In 2020, the Sant’Orso fair celebrated its 1020th edition, with more than a thousand craftsmen displaying their works in the streets of the ancient neighbourhood on 30 and 31 January. The two-day celebrations attract hundreds of thousands of visitors.
The Sant’Orso Fair is a celebration of the creative, industrious nature of the mountain folk, and the characteristic identity of the people of the Aosta valley is evident in this popular event.
In the Middle Ages, the fair was held in the Borgo di Aosta area surrounding the Collegiate Church that bears the name of Sant’Orso.

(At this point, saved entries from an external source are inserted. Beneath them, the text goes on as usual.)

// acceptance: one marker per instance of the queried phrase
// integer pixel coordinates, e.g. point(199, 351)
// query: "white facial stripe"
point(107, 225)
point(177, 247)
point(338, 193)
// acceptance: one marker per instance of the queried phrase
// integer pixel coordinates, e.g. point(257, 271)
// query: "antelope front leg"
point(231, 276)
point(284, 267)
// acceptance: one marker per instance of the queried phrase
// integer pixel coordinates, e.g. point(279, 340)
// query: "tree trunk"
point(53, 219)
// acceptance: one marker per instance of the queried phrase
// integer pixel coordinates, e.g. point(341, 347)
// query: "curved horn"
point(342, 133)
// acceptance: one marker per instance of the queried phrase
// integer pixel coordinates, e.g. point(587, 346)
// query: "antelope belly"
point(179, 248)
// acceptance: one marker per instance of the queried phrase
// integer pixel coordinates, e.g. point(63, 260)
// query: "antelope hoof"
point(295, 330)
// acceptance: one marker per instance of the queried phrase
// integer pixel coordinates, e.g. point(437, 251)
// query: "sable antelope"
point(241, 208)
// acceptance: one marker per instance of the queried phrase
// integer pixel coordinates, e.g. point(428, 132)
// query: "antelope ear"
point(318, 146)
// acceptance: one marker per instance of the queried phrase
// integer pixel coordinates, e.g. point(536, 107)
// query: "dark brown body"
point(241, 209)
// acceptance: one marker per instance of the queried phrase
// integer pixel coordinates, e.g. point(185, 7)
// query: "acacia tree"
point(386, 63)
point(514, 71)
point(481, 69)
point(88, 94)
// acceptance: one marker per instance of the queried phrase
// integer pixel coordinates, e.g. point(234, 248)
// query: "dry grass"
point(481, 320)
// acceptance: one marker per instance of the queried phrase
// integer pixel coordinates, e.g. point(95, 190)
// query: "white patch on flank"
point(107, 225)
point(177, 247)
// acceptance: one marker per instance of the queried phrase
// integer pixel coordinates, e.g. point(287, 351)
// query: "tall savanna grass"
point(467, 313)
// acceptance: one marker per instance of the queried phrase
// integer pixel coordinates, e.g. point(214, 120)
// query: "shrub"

Legend has it that it all began opposite the church, where the Saint, who lived before the 9th century, used to help the poor by giving out clothing and “sabots”, the typical wooden clogs you can still find at the Fair today.
These days the whole of the town centre is involved in the event, which takes place both inside and outside the Roman city walls.
All of the traditional local activities are represented: sculpture and wood carving, objects crafted in soapstone, wrought iron, leather and drap (a traditional woollen fabric woven on traditional wooden looms), lace, wicker, household objects, wooden ladders, casks for wine, etc…
All this makes a visit to the Sant’Orso Fair an extraordinary, unforgettable, intensely emotional experience. What brings the craftsmen here is not so much the chance to do business as a desire to venture out of their workshops in search of contact with visitors able to appreciate their creativity and quality workmanship, deriving from a tradition stretching back centuries. Likewise, visitors come here not just in search of a useful, everyday object or a fine ornament to adorn their home, but also to revel in the unique atmosphere of the fair.
The Sant’Orso Fair also features music, folklore and a chance to taste the typical wines and local food specialties of the Aosta Valley.
In the food and wine pavilion, visitors can sample the Region’s typical food and farming produce.
The high point of this popular festival is the “Veillà”, on the night between 30 and 31 January, during which the streets of the town centre are all lit up and packed with people until dawn.